If an app requires a lot of unnecessary permissions—does a game really need access to your microphone, location, and camera?—you should assume it’s more of a data-mining app than anything else. Your next line of defense: Stop installing garbage free apps and spend that dollar. Every app wants to make money from you, and if you’re not paying up front, you’re paying in some other way, most likely by having your data stripmined.

Be boring on social

Social media is very obviously a dumpster fire when it comes to privacy. You’re literally posting a photo of you at the store with the hashtag #LiveToShop, so you shouldn’t be surprised when that store’s ads start popping up all over your life.

If you’re concerned about data mining, you can take a few simple steps to reduce the access that data miners have to your social media:

Set your profile to private. If your main goal on social media is to connect with friends or colleagues, restrict the reach of your posts to just those folks.

Be a snob. Don’t accept every request you receive to connect—if you don’t know that person, they don’t need to be let in to your inner circle.

Discretion. Don’t blast your travel plans, spending habits, or product reviews out into the universe.

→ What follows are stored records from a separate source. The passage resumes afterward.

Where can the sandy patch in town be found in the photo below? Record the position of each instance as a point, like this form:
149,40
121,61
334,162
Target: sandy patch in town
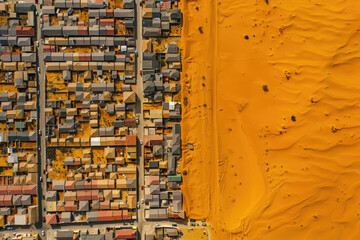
271,106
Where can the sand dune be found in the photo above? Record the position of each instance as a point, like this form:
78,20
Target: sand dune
271,105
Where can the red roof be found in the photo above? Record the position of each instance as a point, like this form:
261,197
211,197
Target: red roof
51,219
8,200
154,180
29,189
94,184
130,140
10,218
105,204
125,215
94,194
87,185
117,215
70,206
15,189
83,195
105,216
3,189
110,31
106,21
2,200
109,13
125,234
70,185
151,140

Using social media compromises your privacy, but if you’re mindful of the information data miners want, you can at least refuse to make it easy.

Log out

When you log into platforms like Google or Facebook, that platform can pretty easily track what you’re doing. And as long as you’re signed in, that ability persists—even if you leave the site. These companies are really data mining companies, and they have perfected the art of following you around.

It’s a pain in the butt, but logging out of those services when you’re not actively using them (and clearing cookies and browsing history regularly) can slow down the vacuuming of data. It’s inconvenient to do so by design, but it has a real impact on how much information is being mined from your online activities.

Avoid memes

Data mining isn’t just about advertisers selling your stuff. It can also be weaponized by scammers to get personal info they can use to rob you blind, steal your identity, or steal your identity and then rob you blind.

One easy way they can do this is to just wait for you to respond to a phishing meme. These memes look like innocent fun quizzes where you supply some seemingly innocuous bits of personal information and receive a chuckle in response. Common examples include posting your “porn name” (a combination of common security question answers like your middle name or the model of your first car or something similar) or using the last digits of your phone number to do some math magic.

Luckily, there’s an easy way to avoid data mining via phishing memes: Ignore the memes. Your life will actually be incrementally better anyway.

Tech solutions

One of the most effective ways to cut down your exposure to data mining requires a bit more effort. Various privacy tools exist that can really stem the flow of your data to the unappeasable black hole of marketing:

VPNs. Virtual Private Networks are useful for privacy because they obscure your location and IP address, which makes it a lot harder for data miners to collate the data they get. Since your data appears to come from a wide range of random locations, it’s impossible to build a coherent profile of your preferences and habits. Installing a VPN on your computer, phone, and devices will go a long way towards cutting off the flow of private information.

Tor. The Tor Browser routes your web surfing traffic through many encrypted nodes, making it basically impossible to track your travels on the Internet. If you really want to go dark, combine Tor with a VPN and you’ll be practically invisible. If you’re not ready to use Tor as your everyday browser, use a privacy-focused browser like DuckDuckGo or Brave, or at least adjust the privacy settings in your browser to make it as secure as possible.

Ad blockers. Almost every single website you visit tracks your activities and gathers data about you. While using a privacy browser is an effective way to stifle that, ad-blocking plugins can go the extra mile by denying intrusive access to your browsing experience altogether.